やっぱりそれは、私の言葉です、下條さん。


心の中で精一杯そう応えながら、私は足元で倒れた鞄と荷物、そしてその中にある一冊の本に―――手を伸ばした。


私が下條さんと出会って変われたように。

きっと、この一冊も。

誰かに出会い、その人の何かを変えるキッカケになるのだろうと、まだ見ぬ結末を想像したら笑みが零れた。

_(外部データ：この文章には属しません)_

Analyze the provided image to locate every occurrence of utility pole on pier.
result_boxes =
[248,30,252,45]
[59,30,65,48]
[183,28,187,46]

「……ってことで、杏が俺に惹かれた理由は、この後じっくり聞かせてもらおうかな」


「へ?」


「もちろん、ベッドの中で。今までお預けされてた分、杏が嫌になるくらい、じーっくり、たーっぷり、ね?」


「っ、」


「まぁ……まずは、俺の下の名前を自然と呼べるようになるまで、杏の身体を虐め倒そうかな」



そう。

ここまでは、私の、美味しい恋の作り方。

彼との、恋の作り方。

目の前で意地悪に微笑む彼を見て、私はほんの少しだけ、見えない未来が不安になったけど。



「……好きだよ、杏」



大好きなこの人と一緒なら、私はきっと、どんな時も幸せでいられる気がするの。


この先、どんなことが起きたとしても。


愛しい彼と一緒なら、これからも、心も身体も美しくいられると思うから。